“她有什麼好得意的,好像料定沈將軍不會來一般。”
“就是,若不是因為這丫頭是南羌人,怕影響了兩國邦交,我定不會饒了那小小侍衛。”
阿肆聽到這些人的話絲毫不在意,她現在就等著聽沈婉音不能來參加馬術比賽的訊息。
葉閒見阿肆回來,臉上明顯帶著幾分不悅。
“少出去惹事生非,不該說的話就不說,你與那些世家女子有什麼好爭辯的。”
若不是因為只是些小丫頭,葉閒早就讓人吩咐阿肆回來了。
“你是南羌的侍衛,不是不懂事的小丫頭。”
葉閒忽然覺得這個阿肆真是越來越不懂事了。
他應該找個機會讓她認識到自己真正的身份了。
阿肆臉上頓時生出不服之色。
“是他們先詆譭我的,我一個南羌人怎麼能容忍這些大夏女子如此詆譭,而且......”
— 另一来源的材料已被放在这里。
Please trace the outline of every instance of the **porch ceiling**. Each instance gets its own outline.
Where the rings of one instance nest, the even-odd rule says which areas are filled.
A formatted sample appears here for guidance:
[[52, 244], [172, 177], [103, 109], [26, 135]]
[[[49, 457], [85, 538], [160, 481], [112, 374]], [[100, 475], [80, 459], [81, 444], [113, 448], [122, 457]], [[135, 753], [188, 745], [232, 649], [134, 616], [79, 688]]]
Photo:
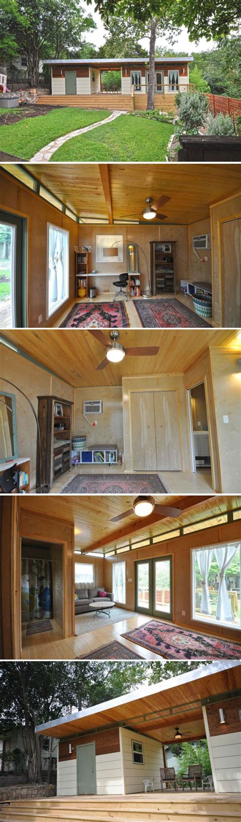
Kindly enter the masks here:
[[[189, 735], [185, 739], [189, 738], [189, 734], [193, 737], [200, 737], [203, 735], [201, 700], [210, 699], [213, 701], [217, 695], [227, 694], [240, 686], [241, 665], [239, 662], [211, 663], [158, 685], [140, 688], [126, 696], [39, 725], [36, 732], [61, 739], [110, 723], [124, 723], [153, 739], [169, 741], [175, 735], [175, 724], [183, 723], [182, 727], [187, 728]], [[196, 718], [192, 719], [190, 703], [193, 704]], [[161, 711], [165, 711], [166, 717], [160, 717]], [[151, 713], [157, 713], [152, 719]], [[145, 721], [146, 717], [148, 722]], [[159, 727], [152, 729], [152, 724], [157, 722]]]
[[[103, 165], [75, 164], [72, 168], [71, 164], [64, 163], [33, 164], [30, 169], [29, 165], [25, 169], [78, 216], [108, 219]], [[113, 163], [105, 168], [115, 221], [134, 219], [143, 222], [145, 198], [152, 196], [155, 201], [167, 195], [170, 200], [163, 209], [165, 224], [191, 224], [209, 217], [211, 204], [241, 187], [241, 169], [231, 163], [174, 164], [171, 169], [165, 164]], [[155, 219], [154, 224], [158, 223], [160, 220]]]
阿肆很想說,而且她可是大將軍的女兒,身份可不比他們差。
可是迎著葉閒將要發怒的目光她還是把後面的話都給忍了回去。
葉閒似乎是想到她要說什麼一般,一瞬間眼神恐怖的嚇人。
“好了,一會比賽就開始了,你有那個功夫不如好好想想一會要如何奪得頭籌,而不是在這耍嘴皮子。
別以為沈婉音不參加你就贏了。”
一旁的阿三趕緊開口勸慰道。
“大將軍別生氣,我們一定不會給南羌丟臉的。”
葉閒吐出一口氣,給了他們一個眼神示意他們都坐到一旁去。
他有些擔憂的看向馬場的入口處,見依舊沒有沈婉音的身影,臉色才緩和了幾分。
很快姚和郡主和胡清雅等人也一起進了馬場,去了那些貴女坐的位置。
可能是有個貴女與姚和郡主說了剛剛阿肆過來挑釁的事,還指了指對面的人。
阿肆眼睛一瞪看向對面,正好對上姚和郡主帶著怒氣的眼神。
她不屑一笑,她都說了她會用實力說話。
姚和郡主冷哼一聲。
“沈將軍當然會來,這會估計都快到了。”
阿肆徹底笑出聲,毫不畏懼的對上姚和郡主的眼睛。
沈婉音啊沈婉音,你若是不來如何與這些人交代。